Our View: Initiative reform? Yes, but fairly, not incrementally
09/23/2013 12:53 AM
09/23/2013 12:54 AM
Organized labor has every right to promote initiatives. Labor-backed initiatives often resonate with the electorate and occasionally with editorial boards.
But labor doesn’t deserve a special edge. For this reason, Gov. Jerry Brown should veto Assembly Bill 857, a loaded piece of legislation that masquerades as initiative reform.
Assemblyman Paul Fong, a Silicon Valley Democrat, said in three press releases that he proposed to “ensure the sanctity of the initiative process” by requiring that unpaid volunteers gather some signatures to qualify statewide ballot measures.
That’s a fine concept, and fits nicely into a press release. But crafting an actual law proved tough. At first, Fong proposed that 20 percent of the signatures needed to qualify a measure for the ballot be gathered by volunteers. Then he whittled it down to 10 percent. Then he ran into problems when he tried to define the notion of “volunteer.”
The bill says signatures gathered by nonprofit organizations would qualify toward the 10 percent threshold. Fair enough. But he further amended his bill to say that the 10 percent requirement could be fulfilled if labor union members gathered the signatures.

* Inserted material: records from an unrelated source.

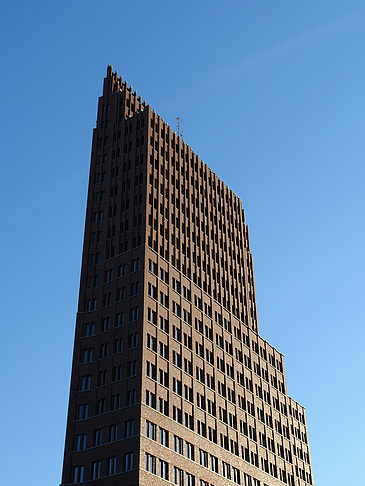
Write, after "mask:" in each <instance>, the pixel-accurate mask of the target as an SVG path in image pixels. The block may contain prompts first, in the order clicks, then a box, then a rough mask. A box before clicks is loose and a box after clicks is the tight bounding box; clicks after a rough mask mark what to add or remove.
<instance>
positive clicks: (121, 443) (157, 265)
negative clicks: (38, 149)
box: [62, 66, 313, 486]
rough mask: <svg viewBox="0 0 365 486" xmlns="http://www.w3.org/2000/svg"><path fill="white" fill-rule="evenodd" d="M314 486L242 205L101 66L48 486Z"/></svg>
mask: <svg viewBox="0 0 365 486" xmlns="http://www.w3.org/2000/svg"><path fill="white" fill-rule="evenodd" d="M82 482H87V483H88V484H92V485H94V484H95V485H100V486H116V485H121V484H125V485H130V486H134V485H147V484H148V485H156V486H158V485H161V486H162V485H163V484H167V483H168V482H169V483H170V484H171V483H172V484H176V485H179V486H211V485H214V486H222V485H223V486H226V485H227V486H228V485H231V484H232V483H236V484H238V485H243V486H280V485H281V486H282V485H283V484H287V485H289V486H294V485H295V486H305V485H308V484H313V482H312V471H311V463H310V452H309V445H308V434H307V427H306V419H305V410H304V408H303V407H302V406H301V405H299V404H298V403H297V402H295V401H294V400H293V399H292V398H290V397H289V396H288V394H287V389H286V381H285V373H284V360H283V355H282V354H281V353H280V352H279V351H277V350H276V349H275V348H273V347H272V346H271V345H270V344H269V343H268V342H266V341H265V340H264V339H263V338H262V337H261V336H260V335H259V329H258V323H257V313H256V297H255V282H254V273H253V264H252V255H251V253H250V246H249V236H248V229H247V226H246V225H245V220H244V211H243V209H242V203H241V200H240V199H239V198H238V197H237V196H236V195H235V194H234V193H233V192H232V191H231V190H230V189H229V188H228V187H227V186H226V185H225V184H224V183H223V182H222V181H221V180H220V179H219V178H218V177H217V175H216V174H215V173H214V172H212V171H211V170H210V169H209V168H208V167H207V165H206V164H204V163H203V162H202V161H201V160H200V159H199V157H198V156H197V155H196V154H195V153H194V152H193V151H192V150H191V148H190V147H189V146H188V145H186V144H185V143H184V141H183V140H181V138H179V137H178V136H177V134H176V133H174V132H173V130H172V129H171V127H169V126H168V125H167V124H166V123H165V122H164V121H163V120H162V119H161V117H160V116H158V115H157V114H156V113H155V112H154V111H153V110H152V109H151V108H150V106H149V105H146V103H145V102H144V101H142V100H141V99H140V98H139V97H137V95H136V93H135V92H133V91H132V88H131V87H128V86H127V84H126V83H123V82H122V78H121V77H120V78H118V75H117V73H113V71H112V67H111V66H108V69H107V76H106V78H105V80H104V89H103V96H102V97H101V98H100V99H99V106H98V116H97V126H96V128H95V130H94V134H93V144H92V154H91V167H90V179H89V194H88V202H87V212H86V224H85V236H84V249H83V257H82V269H81V282H80V296H79V306H78V313H77V321H76V334H75V344H74V356H73V365H72V377H71V389H70V401H69V412H68V421H67V431H66V444H65V456H64V467H63V476H62V486H66V485H68V484H74V483H82Z"/></svg>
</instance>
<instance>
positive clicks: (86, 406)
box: [76, 403, 89, 420]
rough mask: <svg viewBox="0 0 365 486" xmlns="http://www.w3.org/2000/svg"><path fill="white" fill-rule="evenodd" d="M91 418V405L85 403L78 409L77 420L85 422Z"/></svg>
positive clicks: (80, 406) (80, 404) (81, 404)
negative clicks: (79, 420)
mask: <svg viewBox="0 0 365 486" xmlns="http://www.w3.org/2000/svg"><path fill="white" fill-rule="evenodd" d="M88 417H89V404H88V403H83V404H80V405H79V406H78V407H77V416H76V420H85V419H87V418H88Z"/></svg>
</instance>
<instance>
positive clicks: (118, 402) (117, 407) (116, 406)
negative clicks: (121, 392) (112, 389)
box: [110, 393, 120, 410]
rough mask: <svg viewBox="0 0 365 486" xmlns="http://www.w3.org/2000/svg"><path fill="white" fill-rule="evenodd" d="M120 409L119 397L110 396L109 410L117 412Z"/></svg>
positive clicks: (119, 396)
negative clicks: (111, 410)
mask: <svg viewBox="0 0 365 486" xmlns="http://www.w3.org/2000/svg"><path fill="white" fill-rule="evenodd" d="M118 408H120V395H119V393H118V394H117V395H112V399H111V402H110V410H117V409H118Z"/></svg>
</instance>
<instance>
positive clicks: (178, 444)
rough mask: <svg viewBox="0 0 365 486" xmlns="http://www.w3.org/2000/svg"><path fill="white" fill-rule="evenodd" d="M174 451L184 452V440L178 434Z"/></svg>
mask: <svg viewBox="0 0 365 486" xmlns="http://www.w3.org/2000/svg"><path fill="white" fill-rule="evenodd" d="M174 451H175V452H178V453H179V454H183V440H182V438H181V437H179V436H177V435H174Z"/></svg>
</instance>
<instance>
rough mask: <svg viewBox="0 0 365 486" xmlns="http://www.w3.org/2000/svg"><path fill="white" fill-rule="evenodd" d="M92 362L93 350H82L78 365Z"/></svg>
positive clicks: (91, 349)
mask: <svg viewBox="0 0 365 486" xmlns="http://www.w3.org/2000/svg"><path fill="white" fill-rule="evenodd" d="M92 360H93V348H88V349H82V350H81V357H80V363H91V362H92Z"/></svg>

Not surprisingly, the California Labor Federation and a firefighters union sponsored Fong’s bill.
The Howard Jarvis Taxpayers Association and Common Cause of California, not generally bedfellows, are the leading opponents urging Brown’s veto. Both organizations cite provisions in the legislation that would open the way for anyone to sue to enforce AB 857.

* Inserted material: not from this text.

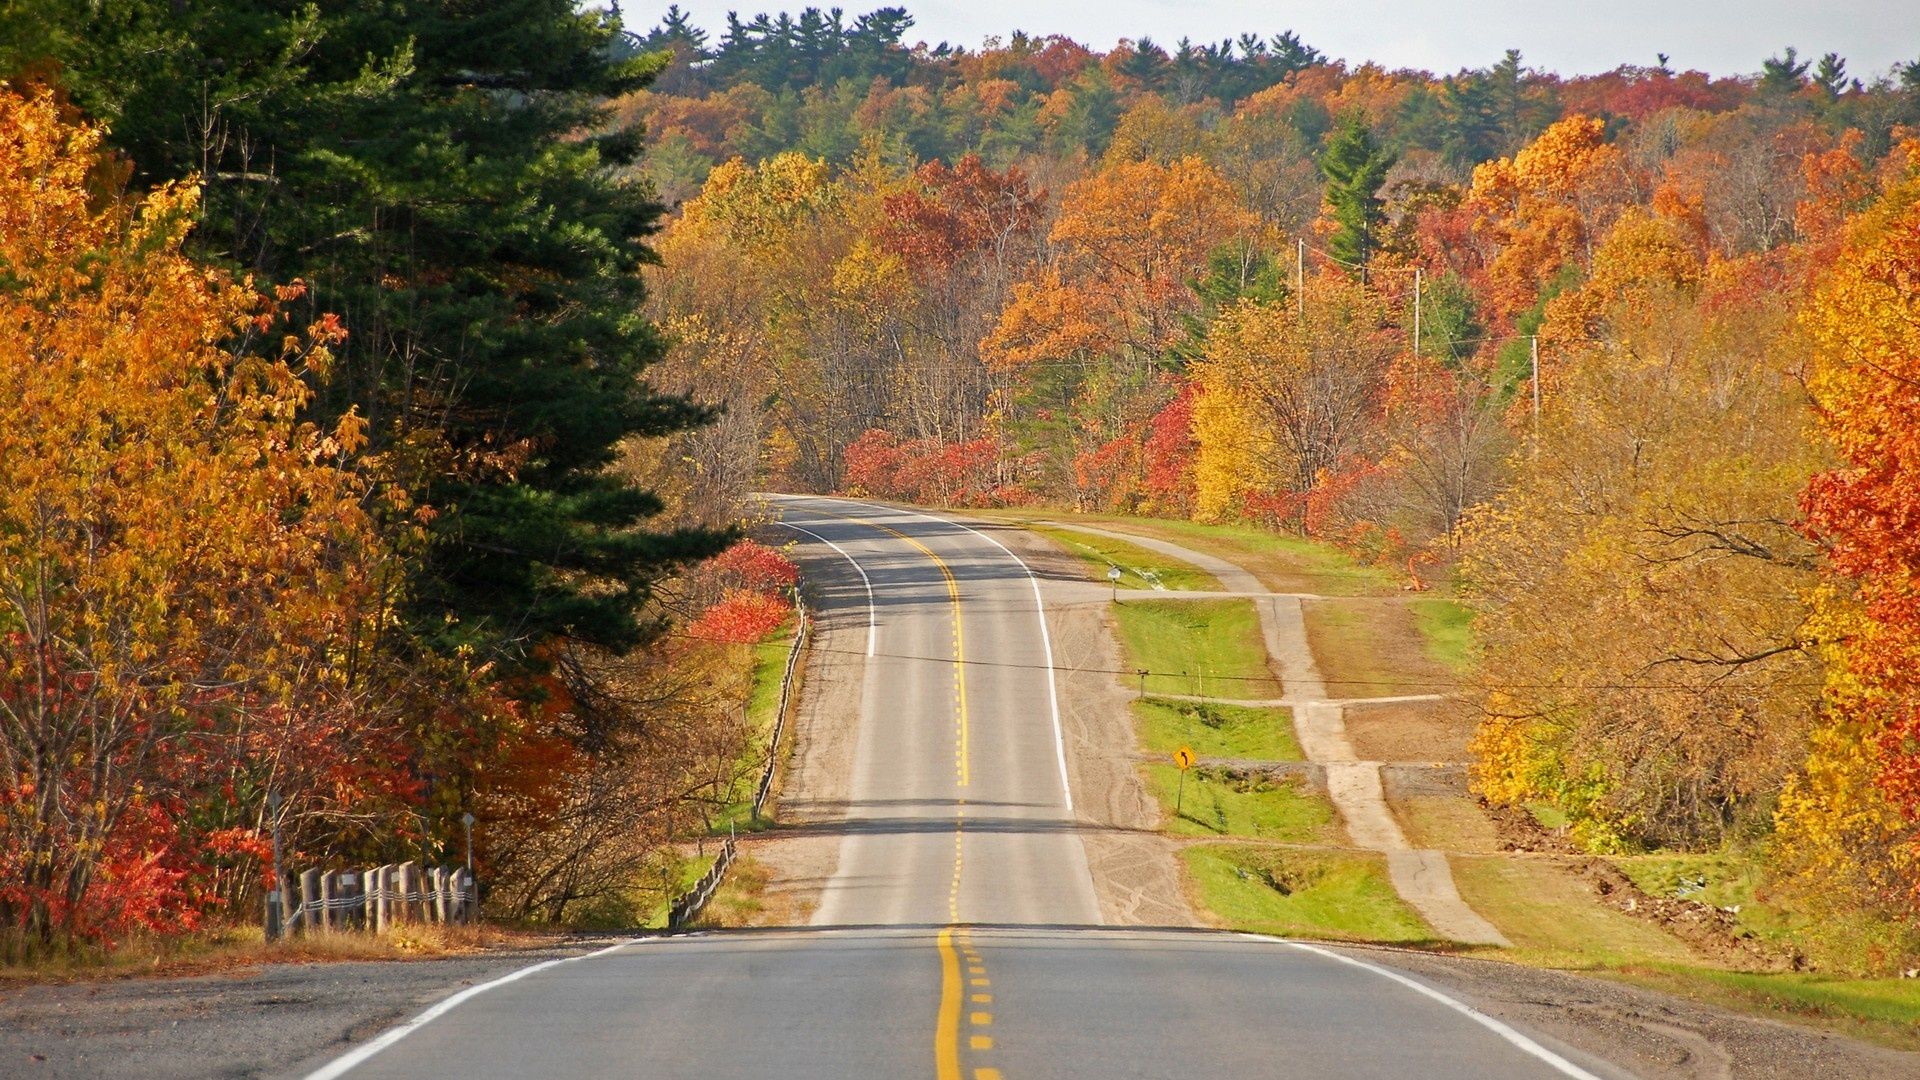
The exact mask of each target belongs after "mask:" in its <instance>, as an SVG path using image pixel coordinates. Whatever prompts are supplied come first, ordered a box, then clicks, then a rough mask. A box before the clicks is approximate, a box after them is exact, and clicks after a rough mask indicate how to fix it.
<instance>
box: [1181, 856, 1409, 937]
mask: <svg viewBox="0 0 1920 1080" xmlns="http://www.w3.org/2000/svg"><path fill="white" fill-rule="evenodd" d="M1181 857H1183V859H1185V861H1187V872H1188V876H1190V878H1192V884H1194V890H1196V892H1198V894H1200V901H1202V903H1204V905H1206V907H1208V911H1212V913H1213V915H1215V917H1217V919H1219V920H1221V922H1225V924H1227V926H1233V928H1235V930H1252V932H1256V934H1279V936H1286V938H1334V940H1344V942H1427V940H1432V938H1434V932H1432V930H1430V928H1428V926H1427V922H1423V920H1421V917H1419V915H1415V913H1413V909H1411V907H1407V905H1405V901H1402V899H1400V896H1396V894H1394V886H1392V882H1390V880H1388V876H1386V861H1384V859H1382V857H1377V855H1346V853H1334V851H1292V849H1283V847H1261V846H1254V844H1231V846H1229V844H1206V846H1196V847H1187V849H1185V851H1181Z"/></svg>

People could challenge whether the signatures were gathered in accordance with the provisions. They also could sue claiming promoters misrepresented an initiative. All initiatives are open to interpretation, raising the likelihood that there would be extensive litigation, not something California needs.
Early in the year, Fong’s legislation included language requiring that initiative promoters prominently display the identities of donors who had contributed $50,000 or more to their measures. That’s information that might have helped inform citizens’ decision about whether to sign petitions.
But in amendments adopted in the last days of the legislative session, Fong stripped out the disclosure provision, one redeeming aspect of this loaded bill.
Union members have a right to volunteer to gather signatures, as do members of, say, the Sierra Club or the Howard Jarvis group. But AB 857 would create an unlevel playing field, helping groups that had large numbers of “volunteers” at their disposal, and harming groups that didn’t.
Over the years, corporations including PG&E and Valero, and wealthy individuals have come up with terrible ideas for initiativesand paid signature gatherers to place them on ballots. Voters generally reject those horrible measures.
But corporations and wealthy individuals should not be precluded from appealing directly to the electorate simply because they don’t have large numbers of volunteers at their disposal.
Initiatives inevitably are one-sided. Most ideas conjured by initiative promoters would be better handled in the legislative process. The system should be overhauled. But changes should not be loaded to favor one side of the political spectrum over the other.